Arnault, forcément Arnault. L’histoire belge du moment concerne celui qu’on appelle désormais «l’homme le plus riche de France» (et bientôt de Belgique donc). Petite question à la cantonade : «Arnault (ou Arnaud, le mot est le même), qu’est-ce-que cela vous évoque?» Un nom plutôt commun, voire même un peu ringard en tant que nom ‘propre’ («Les Arnaud», film de Léo Jeannon en 1967, avec Bourvil et…Adamo), et un prénom un peu mieux apprécié dans certaines familles. Bref, rien de très planant, et pourtant, on ne peut pas faire plus royale comme étymologie.

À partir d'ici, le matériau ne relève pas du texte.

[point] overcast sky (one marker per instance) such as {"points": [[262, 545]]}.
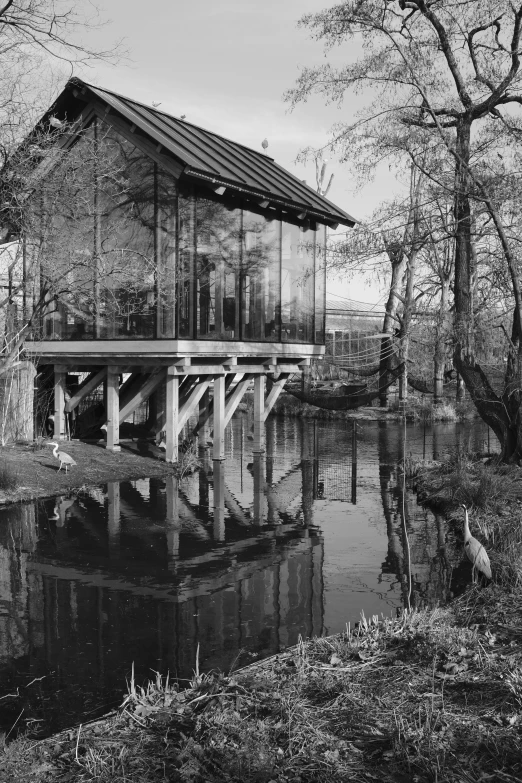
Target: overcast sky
{"points": [[225, 64]]}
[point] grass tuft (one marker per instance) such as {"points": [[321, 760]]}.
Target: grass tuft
{"points": [[8, 478]]}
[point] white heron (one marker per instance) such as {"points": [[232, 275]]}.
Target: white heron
{"points": [[65, 459], [475, 550]]}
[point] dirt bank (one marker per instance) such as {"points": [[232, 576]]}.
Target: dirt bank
{"points": [[32, 471]]}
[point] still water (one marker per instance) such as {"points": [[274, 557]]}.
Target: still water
{"points": [[239, 559]]}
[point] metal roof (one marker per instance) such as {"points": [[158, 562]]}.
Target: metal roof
{"points": [[210, 157]]}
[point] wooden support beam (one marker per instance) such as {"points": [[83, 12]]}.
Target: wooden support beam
{"points": [[150, 384], [113, 409], [60, 376], [172, 419], [130, 387], [204, 415], [186, 385], [259, 413], [192, 400], [204, 418], [275, 391], [91, 383], [219, 418], [236, 396]]}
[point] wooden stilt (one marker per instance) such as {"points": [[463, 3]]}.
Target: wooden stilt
{"points": [[219, 417], [59, 401], [203, 428], [113, 409], [172, 423], [259, 413]]}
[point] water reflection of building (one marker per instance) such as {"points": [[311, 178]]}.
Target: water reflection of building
{"points": [[141, 573]]}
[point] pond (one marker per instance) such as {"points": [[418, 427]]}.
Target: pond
{"points": [[230, 564]]}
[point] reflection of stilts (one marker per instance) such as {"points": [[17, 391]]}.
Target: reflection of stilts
{"points": [[259, 489], [114, 518], [219, 501], [172, 523], [307, 471], [354, 462]]}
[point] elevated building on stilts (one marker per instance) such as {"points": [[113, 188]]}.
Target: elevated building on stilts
{"points": [[178, 267]]}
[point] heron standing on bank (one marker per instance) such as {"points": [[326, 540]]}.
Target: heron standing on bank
{"points": [[65, 459], [475, 550]]}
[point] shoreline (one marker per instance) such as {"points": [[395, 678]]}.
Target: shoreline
{"points": [[34, 470], [428, 695]]}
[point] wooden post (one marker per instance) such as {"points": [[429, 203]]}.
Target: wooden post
{"points": [[113, 409], [172, 416], [219, 417], [259, 413], [354, 462], [203, 429], [60, 375]]}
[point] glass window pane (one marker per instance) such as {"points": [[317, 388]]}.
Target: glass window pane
{"points": [[218, 230], [297, 284], [261, 277], [126, 264], [320, 283], [185, 270], [63, 224], [166, 205]]}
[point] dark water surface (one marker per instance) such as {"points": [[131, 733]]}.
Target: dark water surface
{"points": [[240, 558]]}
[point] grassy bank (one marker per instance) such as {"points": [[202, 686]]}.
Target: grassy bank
{"points": [[431, 696], [29, 471], [418, 409]]}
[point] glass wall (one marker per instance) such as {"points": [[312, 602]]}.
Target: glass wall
{"points": [[131, 254], [261, 277], [125, 249], [218, 270], [320, 284], [297, 284]]}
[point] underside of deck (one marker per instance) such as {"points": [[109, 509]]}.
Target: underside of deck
{"points": [[179, 377]]}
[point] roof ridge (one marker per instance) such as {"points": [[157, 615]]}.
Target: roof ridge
{"points": [[153, 109]]}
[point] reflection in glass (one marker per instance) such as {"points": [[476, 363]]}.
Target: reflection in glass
{"points": [[260, 277], [297, 284], [186, 272], [218, 230]]}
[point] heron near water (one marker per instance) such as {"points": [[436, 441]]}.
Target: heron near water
{"points": [[62, 456], [475, 550]]}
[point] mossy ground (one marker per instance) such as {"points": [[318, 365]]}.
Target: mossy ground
{"points": [[34, 471], [429, 696]]}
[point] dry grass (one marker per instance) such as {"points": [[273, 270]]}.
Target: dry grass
{"points": [[8, 477], [428, 696]]}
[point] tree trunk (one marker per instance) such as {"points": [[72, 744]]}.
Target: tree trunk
{"points": [[440, 348], [398, 261], [501, 411]]}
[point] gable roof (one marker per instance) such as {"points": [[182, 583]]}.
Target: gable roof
{"points": [[205, 155]]}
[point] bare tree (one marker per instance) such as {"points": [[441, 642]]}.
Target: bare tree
{"points": [[448, 74]]}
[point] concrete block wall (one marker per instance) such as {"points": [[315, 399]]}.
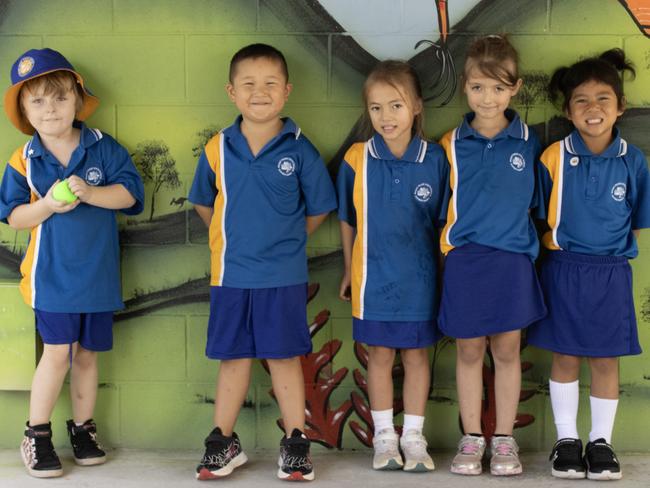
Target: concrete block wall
{"points": [[159, 67]]}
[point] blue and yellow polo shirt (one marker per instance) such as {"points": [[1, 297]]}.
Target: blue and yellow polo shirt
{"points": [[592, 202], [72, 262], [395, 205], [258, 234], [493, 187]]}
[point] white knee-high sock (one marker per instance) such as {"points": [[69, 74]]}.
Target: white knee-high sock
{"points": [[564, 400], [603, 414], [383, 419]]}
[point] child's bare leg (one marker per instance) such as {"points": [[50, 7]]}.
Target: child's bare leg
{"points": [[416, 380], [47, 382], [505, 349], [83, 384], [604, 397], [289, 389], [604, 377], [232, 386], [469, 381], [380, 377], [565, 368]]}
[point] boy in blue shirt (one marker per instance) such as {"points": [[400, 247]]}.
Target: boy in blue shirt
{"points": [[261, 187], [71, 268]]}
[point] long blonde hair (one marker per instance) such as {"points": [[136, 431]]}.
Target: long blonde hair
{"points": [[401, 76]]}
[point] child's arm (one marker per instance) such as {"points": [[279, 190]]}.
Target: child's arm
{"points": [[29, 215], [113, 197], [314, 222], [347, 240], [205, 213]]}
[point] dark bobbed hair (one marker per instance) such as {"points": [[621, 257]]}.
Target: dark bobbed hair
{"points": [[495, 57], [401, 76], [608, 68], [255, 51]]}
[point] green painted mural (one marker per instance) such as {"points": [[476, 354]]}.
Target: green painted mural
{"points": [[159, 67]]}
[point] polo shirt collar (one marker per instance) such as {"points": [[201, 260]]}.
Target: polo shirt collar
{"points": [[516, 129], [87, 138], [415, 151], [574, 144]]}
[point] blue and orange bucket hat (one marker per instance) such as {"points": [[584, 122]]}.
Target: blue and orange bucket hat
{"points": [[35, 63]]}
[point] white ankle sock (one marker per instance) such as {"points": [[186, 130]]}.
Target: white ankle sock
{"points": [[564, 400], [413, 422], [383, 419], [603, 413]]}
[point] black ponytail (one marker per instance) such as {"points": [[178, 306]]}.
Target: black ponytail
{"points": [[607, 68]]}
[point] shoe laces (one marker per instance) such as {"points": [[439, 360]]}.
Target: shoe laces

Planant, royal…vous pensez immédiatement à un aigle bien sûr, et c’est effectivement la racine de ce surnom, appliqué il y a très longtemps à l’un de nos envahisseurs préférés, le germain. Arnault est en effet la forme francisée de deux syllabes, ‘arn-’ + ‘wald’, c’est à dire l’aigle-qui-gouverne, qui commande. Il y a de fortes chances, comme d’habitude, que l’épithète ait concerné, il y a une quinzaine de siècles, un géant chevelu et braillard dont l’autorité planait sur une armée ou une tribu, d’où l’idée du surnom. (Quelques siècles auparavant, le Sénat romain aura eu la même idée avec l’aigle, en trimballant ses totems en bois en tête des armées de Jules. Sans parler d’autres empires dans les siècles à venir qui adopteront le volatile en y laissant parfois quelques plumes)

En se disséminant à travers tout le (futur) territoire français, Arn-wald va devenir Arn-waud (toujours ce phénomène de vocalisation du L en U), puis Arn-aud, tout simplement. Il existe encore une forme ancienne en Arnal (en Aveyron) ou Arnau (dans le Gers), toutes les autres variantes actuelles donnant Arnaud (comme le tennisman Clément ou le ministre Montebourg), Arnault (l+t=d) ou Arneaud. Plus, comme très souvent, un diminutif composé d’un suffixe -eau, ce qui nous donne les Arnaudeau (Vendée et Loire-Atlantique), eux-mêmes à l’origine des Arnaudeix limougeots, des Arnaudin girondins, et autres Arnaudy.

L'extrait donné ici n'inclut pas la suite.